09/16/2010 11:47 am ET | Updated May 25, 2011

How Mike Castle's Loss Sets Up 2010's Tea Party vs. Democratic Party Race to Watch (And Why the Tea Party Will Lose)

On Tuesday night Christine O'Donnell received 30,561 votes and became the Republican nominee for Senate in Delaware. She beat the popular Mike Castle by 3,540 votes.

This shock and awe win has taken the Delaware Republican establishment and the Washington Republican establishment by surprise. It shouldn't have. Consider a few facts:

1. In 2008, Christine O'Donnell ran against Joe Biden for Senate. She lost, but received 140,595 votes in the process. She was a proven vote getter and one can imagine that she received an overwhelming number of Republican votes in that general election.
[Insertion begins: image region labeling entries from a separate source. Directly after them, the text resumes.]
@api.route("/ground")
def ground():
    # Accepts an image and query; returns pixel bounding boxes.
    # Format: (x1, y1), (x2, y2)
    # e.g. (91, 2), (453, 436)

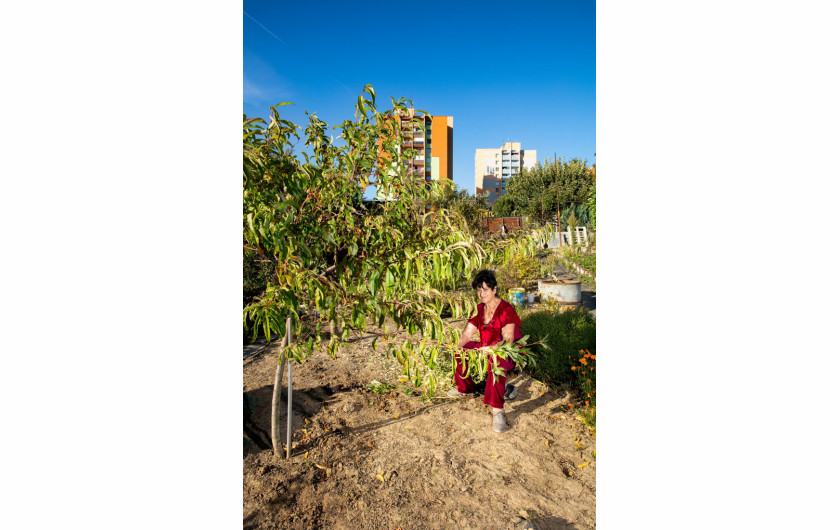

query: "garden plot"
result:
(243, 323), (596, 529)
2. The Republican Party bears responsibility for this outcome. By putting her on the ballot in 2008, she became a creature of their making.

3. This summer the Republican Party met in Rehoboth Beach, DE, and held a caucus vote. O'Donnell didn't show up, but still received one third of the votes. It is worth noting that these votes were cast by party loyalists who know Mike Castle, and who Mike Castle knows on a first names basis. These folks voted against Castle even in that intimate environment. The Castle camp should have see this canary in the coal mine for what it was -- further evidence of the strength of the Tea Party movement.

4. Many polls this summer had Castle under 50 percent in a head to head match-up with Democratic nominee Chris Coons. You can't win a general election in Delaware if you are running under 50 percent.

5. The Republican primary laws doomed Castle. Political parties are always looking for the right balance when determining who to let vote in their primaries and Delaware has a uniquely restrictive requirement. Not only is it a closed primary, meaning only registered Republicans can vote in it, but the deadline for registering was in March -- six months before the general election. By the time Castle's campaign realized how much trouble he was in, it was too late to register new Republican voters.

6. Mike Castle ran like he was 10 points ahead when he should have run like he was five points behind. Every race I've worked on in Delaware, the winning candidate has encouraged campaign staff and supporters to behave as if they were the underdog, and the one in need of a big push. Castle should have been registering voters in Wilmington, his base, over the 2009 holiday season and into the New Year, right up to the March registration deadline.

The mandate O'Donnell won Tuesday night was weak at best, she won about one-sixth of the vote of the state's registered Republicans. That's it.

In 2008, Chris Coons and O'Donnell were on the same ballot for different offices. She ran statewide, lost and got 140,595 votes. (Biden got 257,539 votes in that same election.) Coons, running for New Castle County Executive Director, got 194,005 votes and won. The numbers already look good for Coons and the paltry infrastructure supporting O'Donnell make them look even better. The Republican Party in Delaware is essentially defunct and despite running O'Donnell in 2008, the party has since completely eviscerated her as a credible candidate. The state Republican Party chair claimed she was delusional and couldn't be elected dog catcher and Karl Rove has been even harsher in his critique.

Coons is a proven vote getting machine, he has a record of private sector success, as well as public sector service and a record of positive results. Coons won't trip over the mistakes Castle made; he will run like he has something to prove.

Finally, this general election match-up may be the first genuine Tea Party vs. the Democratic Party of the 2010 cycle. The head of the Republican Senate Campaign Committee, after a night of embarrassing silence, has offered the token support of $42,500 -- not even close to the reported $250,000 in primary support from the Tea Party. The state party is furious and likely never to forgive the Tea Party and Sarah Palin.

The state Republican Party and the national party have effectively abandoned her, her candidacy and her self-proclaimed "movement" in the general election. This race will prove that while the Tea Party is a potent movement, it is just that. It is not a political party able to elect candidates without riding the financial, organizational and talent infrastructure of the Grand Ol' Party. O'Donnell, unlike Paul in KY and Miller in Alaska, has so alienated the Republican Party and its considerable resources, she is now alone; but her ideology is pure. It would be interesting to see other Tea Party candidates denounce resources from the Republican Party if they really care about a clean break from the past.